Ma a differenza di quanto pensato normalmente, bassi prezzi del petrolio vanno anche a impattare sull’economia reale in maniera negativa, tanto che calcoli di Societe Generale parlano di un colpo pari allo 0,2% per il Pil globale. Questo è dovuto al taglio netto del CapEx, ovvero gli investimenti fissi, un qualcosa che ha un effetto immediato sui Pil, come ci mostra questo grafico,
Oil_lag
visto che il CapEx legato alle commodities pesa per circa il 30% del CapEx globale e negli ultimi dodici mesi gli investimenti legati al petrolio sono calati del 13%, mentre quelli minerari del 31%. Nella prima metà di quest’anno, il calo del CapEx legato a commodities ha sottratto al Pil Usa lo 0,8% e a quello mondiale circa l’1%. Questo non dimenticando il dato occupazionale, visto che i posti di lavoro nelle industrie legate al petrolio sono calati di circa l’8% dall’ottobre 2014, con i lavoratori dei giacimenti del North Dakota tra i primi a patire il colpo.

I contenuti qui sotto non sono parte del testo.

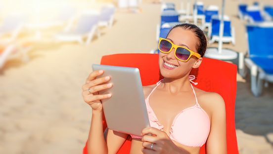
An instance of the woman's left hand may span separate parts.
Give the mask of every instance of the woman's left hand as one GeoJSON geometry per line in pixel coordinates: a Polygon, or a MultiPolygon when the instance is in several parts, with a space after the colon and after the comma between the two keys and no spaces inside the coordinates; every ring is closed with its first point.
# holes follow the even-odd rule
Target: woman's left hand
{"type": "Polygon", "coordinates": [[[141,151],[144,154],[171,154],[178,151],[179,148],[173,142],[164,131],[153,127],[146,127],[142,129],[141,151]],[[150,133],[152,136],[148,135],[150,133]]]}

L’industria shale è morta? No. Anzi, come ci mostrano questi due grafici,
Crude_Usa1
Crude_Usa2
il dato settimanale del Department of Energy americano reso noto mercoledì parlava di scorte in crescita di 3,073 milioni di barili e anche di produzione in aumento dello 0,85% rispetto ai sette giorni precedenti, l’aumento maggiore da cinque mesi a questa parte. Al netto di questo, però, i cali della produzione in Usa potrebbero proseguire. Il numero di impianti estrattivi ha appena toccato il minimo da cinque anni, con un calo di 26 solo nella settimana terminata il 2 ottobre. Stando a dati di Baker Hughes, oggi negli Usa sono operativi 614 impianti per l’estrazione di petrolio contro gli oltre 1100 di un anno fa e dopo il collasso dei prezzi registrato in agosto è probabile che le chiusure continueranno da qui a fine anno, soprattutto se durante questo mese le revisioni delle linee di credito da parte di banche e finanziarie daranno il colpo di grazie ad alcune aziende meno solide.

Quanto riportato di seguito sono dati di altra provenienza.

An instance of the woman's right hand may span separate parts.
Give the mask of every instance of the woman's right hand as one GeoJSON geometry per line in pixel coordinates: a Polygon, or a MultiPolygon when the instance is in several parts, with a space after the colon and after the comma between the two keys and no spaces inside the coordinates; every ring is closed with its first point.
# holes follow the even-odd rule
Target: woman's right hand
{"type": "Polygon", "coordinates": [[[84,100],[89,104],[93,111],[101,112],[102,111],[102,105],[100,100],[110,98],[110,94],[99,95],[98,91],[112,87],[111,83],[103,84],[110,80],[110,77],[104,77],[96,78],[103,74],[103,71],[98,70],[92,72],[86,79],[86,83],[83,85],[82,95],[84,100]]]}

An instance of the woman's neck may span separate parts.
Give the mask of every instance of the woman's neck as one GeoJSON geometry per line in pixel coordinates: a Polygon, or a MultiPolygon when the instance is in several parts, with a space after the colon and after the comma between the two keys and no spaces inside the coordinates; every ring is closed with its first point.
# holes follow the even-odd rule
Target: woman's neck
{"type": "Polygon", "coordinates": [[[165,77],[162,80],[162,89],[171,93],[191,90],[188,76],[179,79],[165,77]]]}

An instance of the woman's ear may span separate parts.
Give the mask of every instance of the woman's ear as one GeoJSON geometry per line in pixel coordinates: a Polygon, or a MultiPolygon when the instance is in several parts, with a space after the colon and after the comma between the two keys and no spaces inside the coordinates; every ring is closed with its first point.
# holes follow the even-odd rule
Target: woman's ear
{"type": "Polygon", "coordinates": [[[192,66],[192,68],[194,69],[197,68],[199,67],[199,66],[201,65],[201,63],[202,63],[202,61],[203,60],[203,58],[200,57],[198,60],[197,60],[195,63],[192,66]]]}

E se Goldman Sachs nel suo ultimo report parla di prezzo del petrolio che dovrà scendere ancora di 10 dollari al barile nei prossimi mesi, a causa delle sempre crescenti riserve – soprattutto se poi l’Iran post-sanzioni passerà davvero dagli attuali 2,8 barili prodotti al giorno a 3,8 e se il 4 dicembre l’Opec (ovvero l’Arabia Saudita) non deciderà un taglio dell’output sotto i 30 milioni di barili al giorno – è il Brasile a confermare che la situazione è davvero seria. Questo grafico
Brazil_basins
è relativo ai giacimenti offshore di Campos e Santos, le aree estrattive più produttive del Paese, i cui diritti di esplorazione per gas e petrolio sono andati all’asta mercoledì scorso, ottenendo il seguente risultato: 119 all’asta, solo 17 venduti. Ma malissimo sono andate anche le offerte per i bacini di Camamu-Almada, Espirito Santo e soprattutto per i dieci messi all’asta nell’area Sergipe-Alagaos, quella per la quale si pensava ci fosse la competizione più dura tra i concorrenti. Solo due sono stati venduti. Con Petrobras fuori gioco a causa del suo debito monstre da 130 miliardi di dollari, l’asta si è tramutata in un disastro con sole 36 aziende registrate e presenti. Calcolando che il giorno prima, il senatore del partito di governo, Delcídio Amaral, aveva definito l’asta un test straordinario per l’industria petrolifera brasiliana, fossi in Wilma Rousseff dormirei sonni agitati.